As an expert on renal imaging, published multiple important original research articles and reviews (see the representative ones below)

  • Zhang JL (2017). Functional MRI of the kidneys-with and without Gd-based contrast. Advances in Chronic Kidney Diseases, 24 (3), 162–168.

  • Zhang JL, Morrell G, Rusinek H, Sigmund EE, Chandarana H, Lerman LO, Prasad PV, Niles D, Artz N, Fain S, Vivier PH, Cheung AK, Lee VS (2014). New magnetic resonance imaging methods in nephrology. Kidney International, 85 (4), 768-78.

  • Zhang JL, Lee VS (2020). Renal perfusion imaging by MRI. Journal of Magnetic Resonance Imaging, 52 (2), 369-379.

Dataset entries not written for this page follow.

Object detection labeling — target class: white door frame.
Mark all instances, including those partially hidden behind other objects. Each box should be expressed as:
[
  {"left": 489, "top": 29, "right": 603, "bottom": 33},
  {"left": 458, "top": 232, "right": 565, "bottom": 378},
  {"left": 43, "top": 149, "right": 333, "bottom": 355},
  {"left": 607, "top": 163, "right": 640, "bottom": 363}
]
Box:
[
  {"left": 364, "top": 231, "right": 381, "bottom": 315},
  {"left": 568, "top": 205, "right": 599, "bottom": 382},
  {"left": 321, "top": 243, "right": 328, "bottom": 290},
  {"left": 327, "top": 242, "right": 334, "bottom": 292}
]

Used clinical MRI technique to precisely capture calf-muscle hyperemia stimulated by exercise, providing a powerful tool for assessing muscle physiology (see the representative articles below)

  • Zhang JL, Layec G, Conlin CC, Hanrahan C, Mueller M, Lee VS (2019). Quantitative mapping of calf muscle hyperemia with magnetic resonance imaging. American Journal of Physiology–Heart and Circulation. 316 (1): H201-H211.

  • Conlin CC, Layec G, Hanrahan C, Hu N, Mueller M, Lee VS, Zhang JL (2019). Exercise-stimulated arterial transit time in calf muscles measured by dynamic contrast-enhanced magnetic resonance imaging. Physiology Report e13978.

 

Pubmed link for Jeff L. Zhang’s publicationshttps://pubmed.ncbi.nlm.nih.gov/?term=%22Jeff+L+Zhang%22&sort=pubdate



Lab Introduction:

As the world’s top team in renal imaging, VPIR lab has been devoted to assessing renal function with MRI techniques, quantifying renal tissue fibrosis and hypoxia and exploring their role in renal function impairment, and pushing non-invasive MRI methods to clinical adoption for managing renal diseases.

The VPIR lab also initiated the research on assessing muscle function with medical imaging, and as one of the earliest teams, proposed and validated an innovative imaging method for quantifying exercise-stimulated muscle hyperemia. The tool will provide as a comprehensive and precise tool for guiding exercise therapy of patients with peripheral artery diseases.